Há uma visão ideal do ser humano – generoso, solidário, capaz de compaixão pelo próximo – e uma visão, à falta de melhor definição, uma visão real desse mesmo homem, egoísta, cúpido, avesso a ver o argueiro no olho do irmão, e muito menos à trave no seu próprio. E a esse, é muito mais fácil falar e convencer. Adivinhem a quem o sistema perverso e hegemônico se dirige, preferencialmente?
A perversidade faz (sempre fez) muito mais propaganda, e o faz com muito mais qualidade e poder de convencimento, do que o outro lado. Que, de tão tíbio, tolera até mesmo que o diabo se aproprie de seus símbolos e deuses, e não os tire mais da boca – toda essa perversidade é em nome (e é da vontade) de Deus, inclusive metralhar petistas e sonhar com 30.000 mortos em uma guerra civil. A civilização, quando muito, rende uma ode. A barbárie, um blockbuster campeão de bilheteria, cheio de cenas fantásticas de morte e selvageria. Também a Religião, em seus primórdios, lançou mão desses recursos ilusionistas: aí está o inferno de Dante que não me deixa mentir, com o auxílio luxuoso de Doré. No momento em que o homem comum percebeu que aquele inferno todo era um parque de diversões perto da imaginação e criatividade, para o Mal, do homem, tratou de colocar-se do lado do diabo mais próximo e à mão: não por acaso, os criadores desse sistema perverso, até hoje hegemônico. Diabo que, como se diz, não era tão feio assim: a sociedade de consumo e sua propaganda aí estão, esplendorosas e sedutoras como nada nesse mundo.

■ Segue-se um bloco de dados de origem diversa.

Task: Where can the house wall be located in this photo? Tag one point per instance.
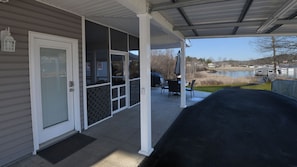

Em resumo: o homem não é naturalmente solidário e generoso, ou inclinado naturalmente nessas direções; ele tem que ser informado sobre isso, educado para isso. O que só é possível através da educação. Não é a toa que esta é, ininterrupta e inexoravelmente, sabotada pelo sistema perverso e suas encarnações passadas. Aqui por essas paragens, já lá se vão 522 anos de ignorância. E, com o reforço do divino algoritmo, agora é que essa sabotagem vai entrar num ritmo sem volta.